Jack is not a dull boy
Jack is not a dull boy
On August 9, 1997, New York City police officers arrested Haitian immigrant Abner Louima outside a dance club in Flatbush, Brooklyn. After a brief scuffle, Louima was taken to the 70th Precinct station house, where she was forced into a bathroom and tortured with a broken stick until both her colon and kidney ruptured. The US Attorney’s Office in Brooklyn handled the trial of the four accused police officers, and the ringleader of the attack, Justin Volpe, is serving a 30-year sentence.
At the time, the Louima case was highly publicized because it was legally and politically significant. Legal pressure was immense as white police officers were accused of committing unimaginable brutality on a helpless black man, in a display of appalling disregard for his civil rights. Politically, the case clearly linked race and poverty to police brutality, so local politicians desperately wanted some of the officers involved to be punished. Because no one wants to be convicted more than current Mayor Rudolph Giuliani, he demanded that the Louima case be handled by the most qualified, clean-cut and fearless prosecutor the Brooklyn US Attorney could provide.
In the end, the person chosen to lead the Louima prosecution was Jack Smith, the same man who was recently appointed to oversee the US Department of Justice’s investigation into former President Donald Trump. And it was in his new role as special counsel that on January 10, Jack Smith crossed paths with Rudy Giuliani again … this time to issue a subpoena related to the 2020 election.
After graduating from Harvard Law School in 1994, Mr. Smith began working under Robert Morgenthau in the Manhattan district attorney’s office, best known for prosecuting mob bosses. In 1999, when he moved to the United States Attorney’s office in Brooklyn, Jack served in a supervisory capacity with an increasing focus on public corruption. In an interview with The Associated Press, he told reporters that he believed his work as a prosecutor was important because it served people like his parents who, “…paid their taxes, followed the rules, and expected their government officials to do the same.” expected.”
In 2008, Smith was asked to oversee war crimes trials at the International Criminal Court in The Hague. It was there that he began honing his skills in prosecuting corrupt government officials and militia members.
He returned in 2010 as head of the US Department of Justice’s Public Integrity Division. During this period Jack Smith suffered two of his worst losses … the campaign finance suit against former Sen. John Edwards (D-NC) and the bribery suit against Sen. Bob Menendez (D-NJ). Both trials resulted in acquittals and/or hung juries. But at the same time, Mr. Smith Jeffrey A. Sterling, a former CIA officer convicted of national security secrets and obstruction of justice, led the successful prosecution.

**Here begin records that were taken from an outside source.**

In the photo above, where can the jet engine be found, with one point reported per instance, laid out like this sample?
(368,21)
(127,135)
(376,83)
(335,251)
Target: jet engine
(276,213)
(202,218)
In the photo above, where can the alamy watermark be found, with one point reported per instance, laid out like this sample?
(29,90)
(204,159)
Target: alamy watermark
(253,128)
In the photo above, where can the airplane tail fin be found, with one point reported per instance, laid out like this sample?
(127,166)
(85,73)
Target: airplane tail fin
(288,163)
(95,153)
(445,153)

In 2013, he pleaded guilty to extortion, bribery, insurance fraud, money laundering and racketeering against Rick Renzi (R-AZ). Although Renzi appealed his conviction to the Ninth Circuit Court where they upheld the jury’s original 17-count verdict, Renzi received a full pardon from President Donald Trump in January 2021.

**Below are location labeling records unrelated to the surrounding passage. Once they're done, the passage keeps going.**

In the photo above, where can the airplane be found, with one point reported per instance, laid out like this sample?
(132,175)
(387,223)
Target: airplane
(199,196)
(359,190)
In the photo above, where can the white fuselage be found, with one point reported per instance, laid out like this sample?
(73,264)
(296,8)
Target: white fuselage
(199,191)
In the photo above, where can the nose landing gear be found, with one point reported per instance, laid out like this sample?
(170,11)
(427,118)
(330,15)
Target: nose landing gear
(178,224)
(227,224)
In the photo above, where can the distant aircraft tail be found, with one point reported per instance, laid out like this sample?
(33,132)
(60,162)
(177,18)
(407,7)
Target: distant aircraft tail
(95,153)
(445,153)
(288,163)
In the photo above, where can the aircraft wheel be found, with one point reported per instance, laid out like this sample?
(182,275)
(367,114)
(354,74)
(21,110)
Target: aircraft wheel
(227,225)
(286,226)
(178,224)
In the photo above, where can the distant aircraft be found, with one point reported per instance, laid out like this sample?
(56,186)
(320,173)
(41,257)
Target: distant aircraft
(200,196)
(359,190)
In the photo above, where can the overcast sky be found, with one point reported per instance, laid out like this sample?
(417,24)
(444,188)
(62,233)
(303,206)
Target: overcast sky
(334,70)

In recent years, Mr Smith has returned to The Hague, this time serving as lead prosecutor investigating the ethnic cleansing that took place between 1998 and 2000 during the Kosovo war. In November, Attorney General Merrick Garland appointed Smith to oversee two ongoing federal investigations surrounding attempts to tamper with the 2020 election results and the theft of classified material stored at Mar-a-Lago. In this role, Smith is responsible for determining whether the former president should face any charges at all. Smith learned that when the facts don’t warrant a case, you can’t go forward with a case, and he proved that by closing the long-running investigation of former House Majority Leader Tom Daley (R-TX), Rep. Don Young (R -AK), and Rep. John Doolittle (R-CA), without ever filing charges.
Ultimately, if the Justice Department indicts Trump, the results will be ugly regardless of what the evidence shows. Trump’s most ardent supporters will be convinced that the DOJ is acting politically, and if charges are not brought, Trump’s harshest critics will claim that the DOJ is guilty of cowardice. But no one will bother Jack Smith as he has already faced war criminals, mobsters and corrupt police. Now in his mid-50s, he will bring the experience, temperament and demeanor necessary to combat the fierce partisan hatred that is sure to follow whichever path he follows.
And we can be sure that like Jack, 2023 will not be dull.
— Community columnist Lynn Smith is a retired wealth management executive who lives in Holland. Contact him [email protected].